Congratulations to third year NGP Student, Dana May, in the Sarah Ewald Lab, for her recent award of an R35 diversity supplement grant!
From the Beirne B. Carter Center for Immunology Research:
Cachexia, or the inflammatory loss of lean body mass, is a leading predictor of morbidity across chronic diseases. A disease of complex etiology, cachexia has proven difficult to model in animals. Little is known regarding the molecular mechanisms controlling cachexia onset, persistence, and pathology; and widely efficacious interventions to reverse cachexia are lacking.
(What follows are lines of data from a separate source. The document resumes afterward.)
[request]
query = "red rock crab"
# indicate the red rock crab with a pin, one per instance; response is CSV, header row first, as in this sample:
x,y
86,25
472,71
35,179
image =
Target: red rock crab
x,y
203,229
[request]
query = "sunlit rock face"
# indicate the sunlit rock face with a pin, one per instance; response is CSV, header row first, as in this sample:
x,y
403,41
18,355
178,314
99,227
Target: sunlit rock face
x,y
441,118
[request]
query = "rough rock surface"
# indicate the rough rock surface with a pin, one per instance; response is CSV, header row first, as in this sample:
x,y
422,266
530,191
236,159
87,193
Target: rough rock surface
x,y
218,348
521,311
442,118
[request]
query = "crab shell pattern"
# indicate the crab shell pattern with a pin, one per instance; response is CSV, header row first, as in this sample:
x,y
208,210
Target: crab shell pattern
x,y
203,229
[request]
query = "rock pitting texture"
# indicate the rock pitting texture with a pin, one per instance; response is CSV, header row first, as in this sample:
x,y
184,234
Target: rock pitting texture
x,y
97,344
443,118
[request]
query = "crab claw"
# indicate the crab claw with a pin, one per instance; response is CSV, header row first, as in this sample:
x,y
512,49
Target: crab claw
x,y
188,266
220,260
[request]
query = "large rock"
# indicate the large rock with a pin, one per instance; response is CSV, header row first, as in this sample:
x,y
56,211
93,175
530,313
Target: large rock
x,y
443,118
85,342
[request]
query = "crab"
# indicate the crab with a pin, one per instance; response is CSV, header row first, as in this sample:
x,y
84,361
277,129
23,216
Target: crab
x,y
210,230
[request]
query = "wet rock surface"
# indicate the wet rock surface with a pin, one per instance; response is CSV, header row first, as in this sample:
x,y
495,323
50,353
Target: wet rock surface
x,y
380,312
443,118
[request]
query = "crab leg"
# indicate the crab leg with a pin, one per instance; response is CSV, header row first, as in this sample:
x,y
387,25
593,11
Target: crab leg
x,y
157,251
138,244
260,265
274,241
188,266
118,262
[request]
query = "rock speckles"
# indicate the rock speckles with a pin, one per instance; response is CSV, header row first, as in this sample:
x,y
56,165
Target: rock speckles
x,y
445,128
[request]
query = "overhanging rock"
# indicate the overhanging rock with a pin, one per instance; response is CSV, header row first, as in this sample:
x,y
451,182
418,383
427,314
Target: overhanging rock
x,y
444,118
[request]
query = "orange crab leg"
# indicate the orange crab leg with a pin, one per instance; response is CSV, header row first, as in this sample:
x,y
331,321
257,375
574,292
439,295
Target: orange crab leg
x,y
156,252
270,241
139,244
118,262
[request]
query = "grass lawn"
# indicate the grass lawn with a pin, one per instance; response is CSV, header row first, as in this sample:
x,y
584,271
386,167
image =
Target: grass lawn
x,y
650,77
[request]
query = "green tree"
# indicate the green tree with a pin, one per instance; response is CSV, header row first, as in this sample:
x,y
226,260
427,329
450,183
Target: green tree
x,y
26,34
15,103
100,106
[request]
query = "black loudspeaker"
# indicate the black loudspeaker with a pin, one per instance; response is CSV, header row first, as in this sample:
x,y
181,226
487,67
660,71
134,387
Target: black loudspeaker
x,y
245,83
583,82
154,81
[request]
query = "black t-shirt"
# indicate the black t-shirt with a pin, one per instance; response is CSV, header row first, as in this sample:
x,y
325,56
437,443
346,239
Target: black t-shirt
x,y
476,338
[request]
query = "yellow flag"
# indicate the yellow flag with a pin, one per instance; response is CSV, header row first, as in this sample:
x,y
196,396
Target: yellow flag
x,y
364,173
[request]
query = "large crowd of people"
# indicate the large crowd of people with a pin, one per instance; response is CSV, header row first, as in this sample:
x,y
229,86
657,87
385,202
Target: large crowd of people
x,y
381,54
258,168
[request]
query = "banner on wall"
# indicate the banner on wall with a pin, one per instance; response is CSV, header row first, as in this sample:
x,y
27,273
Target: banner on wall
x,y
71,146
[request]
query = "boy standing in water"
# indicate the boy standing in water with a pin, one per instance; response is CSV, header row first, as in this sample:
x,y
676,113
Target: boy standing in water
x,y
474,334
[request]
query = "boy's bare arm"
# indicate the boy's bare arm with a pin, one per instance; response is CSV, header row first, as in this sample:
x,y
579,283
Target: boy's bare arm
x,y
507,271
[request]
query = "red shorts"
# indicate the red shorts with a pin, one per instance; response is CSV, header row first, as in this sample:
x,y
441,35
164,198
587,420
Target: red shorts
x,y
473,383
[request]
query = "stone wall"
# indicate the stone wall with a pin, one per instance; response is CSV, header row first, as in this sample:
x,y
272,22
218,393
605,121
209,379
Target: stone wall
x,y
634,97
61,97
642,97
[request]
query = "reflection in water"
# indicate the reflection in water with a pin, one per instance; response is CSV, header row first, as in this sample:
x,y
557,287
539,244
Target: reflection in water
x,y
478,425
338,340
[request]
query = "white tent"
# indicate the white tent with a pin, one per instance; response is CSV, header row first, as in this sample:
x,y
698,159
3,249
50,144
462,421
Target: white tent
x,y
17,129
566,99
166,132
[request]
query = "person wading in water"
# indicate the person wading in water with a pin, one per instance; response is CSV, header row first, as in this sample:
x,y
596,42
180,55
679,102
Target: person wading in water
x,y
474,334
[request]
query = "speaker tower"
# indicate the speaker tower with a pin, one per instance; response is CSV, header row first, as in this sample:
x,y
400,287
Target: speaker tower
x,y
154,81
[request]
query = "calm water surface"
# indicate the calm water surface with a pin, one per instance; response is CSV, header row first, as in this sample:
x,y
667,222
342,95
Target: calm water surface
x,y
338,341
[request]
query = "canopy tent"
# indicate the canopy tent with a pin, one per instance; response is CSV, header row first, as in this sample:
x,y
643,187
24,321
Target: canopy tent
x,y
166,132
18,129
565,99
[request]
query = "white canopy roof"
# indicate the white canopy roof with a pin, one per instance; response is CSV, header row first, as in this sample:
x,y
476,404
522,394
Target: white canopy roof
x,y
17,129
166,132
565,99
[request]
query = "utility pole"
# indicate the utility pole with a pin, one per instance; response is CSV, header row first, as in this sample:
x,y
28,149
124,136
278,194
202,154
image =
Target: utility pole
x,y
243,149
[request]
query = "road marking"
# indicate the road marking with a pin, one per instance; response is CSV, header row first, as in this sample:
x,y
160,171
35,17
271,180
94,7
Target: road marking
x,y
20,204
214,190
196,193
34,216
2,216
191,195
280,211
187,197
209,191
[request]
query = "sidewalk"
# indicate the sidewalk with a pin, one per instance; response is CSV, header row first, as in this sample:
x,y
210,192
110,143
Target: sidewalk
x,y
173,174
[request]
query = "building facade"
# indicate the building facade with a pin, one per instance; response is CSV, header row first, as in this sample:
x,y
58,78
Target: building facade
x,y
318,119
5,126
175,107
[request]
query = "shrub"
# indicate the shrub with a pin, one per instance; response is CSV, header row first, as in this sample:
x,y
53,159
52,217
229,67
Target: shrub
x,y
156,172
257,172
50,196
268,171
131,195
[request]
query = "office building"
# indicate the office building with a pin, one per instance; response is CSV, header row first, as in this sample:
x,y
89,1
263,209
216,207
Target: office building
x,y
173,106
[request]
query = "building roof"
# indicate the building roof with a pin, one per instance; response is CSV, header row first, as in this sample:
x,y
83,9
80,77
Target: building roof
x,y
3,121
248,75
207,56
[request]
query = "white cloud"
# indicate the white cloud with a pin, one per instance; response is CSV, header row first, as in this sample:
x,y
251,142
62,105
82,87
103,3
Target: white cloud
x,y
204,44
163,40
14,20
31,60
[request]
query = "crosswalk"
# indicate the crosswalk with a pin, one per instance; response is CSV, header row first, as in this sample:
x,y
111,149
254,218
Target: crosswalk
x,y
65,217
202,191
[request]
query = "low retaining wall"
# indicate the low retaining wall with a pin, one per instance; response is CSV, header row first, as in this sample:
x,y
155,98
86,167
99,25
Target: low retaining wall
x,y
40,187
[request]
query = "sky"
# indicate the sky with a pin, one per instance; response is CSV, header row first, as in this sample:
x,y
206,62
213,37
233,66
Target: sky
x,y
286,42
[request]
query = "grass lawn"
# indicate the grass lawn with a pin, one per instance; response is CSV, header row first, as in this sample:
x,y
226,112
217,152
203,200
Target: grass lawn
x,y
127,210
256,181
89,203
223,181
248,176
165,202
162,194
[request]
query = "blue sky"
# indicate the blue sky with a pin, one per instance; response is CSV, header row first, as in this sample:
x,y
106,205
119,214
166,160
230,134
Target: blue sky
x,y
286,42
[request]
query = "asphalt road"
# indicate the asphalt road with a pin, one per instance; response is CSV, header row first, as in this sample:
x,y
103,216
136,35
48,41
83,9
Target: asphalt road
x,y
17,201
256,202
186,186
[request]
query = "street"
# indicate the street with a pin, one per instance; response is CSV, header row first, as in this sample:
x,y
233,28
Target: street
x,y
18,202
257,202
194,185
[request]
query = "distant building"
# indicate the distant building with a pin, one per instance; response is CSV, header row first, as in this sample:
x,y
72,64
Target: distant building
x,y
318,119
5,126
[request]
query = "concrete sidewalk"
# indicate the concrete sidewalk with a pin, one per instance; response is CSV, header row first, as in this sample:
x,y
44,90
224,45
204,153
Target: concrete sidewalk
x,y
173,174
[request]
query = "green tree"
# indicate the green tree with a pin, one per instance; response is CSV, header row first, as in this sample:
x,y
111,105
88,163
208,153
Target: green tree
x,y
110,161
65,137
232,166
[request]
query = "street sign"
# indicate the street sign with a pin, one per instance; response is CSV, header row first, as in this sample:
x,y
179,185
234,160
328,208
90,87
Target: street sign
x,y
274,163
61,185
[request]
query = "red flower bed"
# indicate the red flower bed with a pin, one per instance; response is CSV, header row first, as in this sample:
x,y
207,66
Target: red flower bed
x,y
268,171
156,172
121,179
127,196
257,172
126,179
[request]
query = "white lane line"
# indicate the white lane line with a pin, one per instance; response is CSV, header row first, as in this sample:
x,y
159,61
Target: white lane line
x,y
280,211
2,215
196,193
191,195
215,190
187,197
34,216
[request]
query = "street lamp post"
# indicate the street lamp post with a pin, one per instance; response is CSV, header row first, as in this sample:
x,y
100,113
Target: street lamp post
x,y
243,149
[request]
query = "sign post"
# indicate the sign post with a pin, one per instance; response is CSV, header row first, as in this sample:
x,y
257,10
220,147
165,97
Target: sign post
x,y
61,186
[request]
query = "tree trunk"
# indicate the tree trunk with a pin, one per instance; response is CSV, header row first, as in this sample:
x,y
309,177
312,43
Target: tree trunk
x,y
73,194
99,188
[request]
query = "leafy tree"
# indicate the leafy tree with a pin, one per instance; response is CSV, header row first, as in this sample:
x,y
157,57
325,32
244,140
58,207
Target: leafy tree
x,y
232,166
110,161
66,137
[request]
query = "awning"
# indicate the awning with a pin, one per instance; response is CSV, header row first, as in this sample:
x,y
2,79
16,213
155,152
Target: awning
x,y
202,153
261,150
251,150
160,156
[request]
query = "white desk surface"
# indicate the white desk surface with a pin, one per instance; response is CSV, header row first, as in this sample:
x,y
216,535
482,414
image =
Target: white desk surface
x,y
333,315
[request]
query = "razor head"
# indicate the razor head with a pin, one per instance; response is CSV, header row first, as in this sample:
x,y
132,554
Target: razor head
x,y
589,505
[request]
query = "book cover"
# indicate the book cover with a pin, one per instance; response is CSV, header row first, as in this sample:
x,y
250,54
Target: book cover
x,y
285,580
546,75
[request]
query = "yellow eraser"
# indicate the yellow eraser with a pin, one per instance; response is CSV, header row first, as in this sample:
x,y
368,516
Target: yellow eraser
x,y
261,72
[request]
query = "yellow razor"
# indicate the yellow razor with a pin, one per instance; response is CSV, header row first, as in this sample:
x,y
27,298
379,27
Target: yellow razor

We have recently shown that Toxoplasma gondii infection in mice is a novel animal model to study sustained cachexia. The longevity of this model has led to the discovery that a major driver of cachexia is persistent central nervous system (CNS) inflammation driven by IL-1R signaling. To understand the mechanism of CNS infection and inflammation, Dana generated a barcoded library of parasites which led to the unexpected discovery that the blood-brain barrier is highly permissive to parasite entry. Endothelial cells are integral to the blood-brain barrier but can also support T. gondii growth and transfer into the brain parenchyma, Dana will test the role that the IL-1R signaling axis plays in regulating parasite growth in endothelial cells. Using barcoded parasite libraries, Dana also aims to determine the mechanism of parasite entry into the brain and test the hypothesis that regional differences in parasite load are associated with local susceptibility to infection and/or spatial regulation of immune reactivity. Using T. gondii as a model, understanding the role of the IL-1 axis in cachexia will improve the life span and comfort of patients suffering from a wide range of debilitating chronic diseases.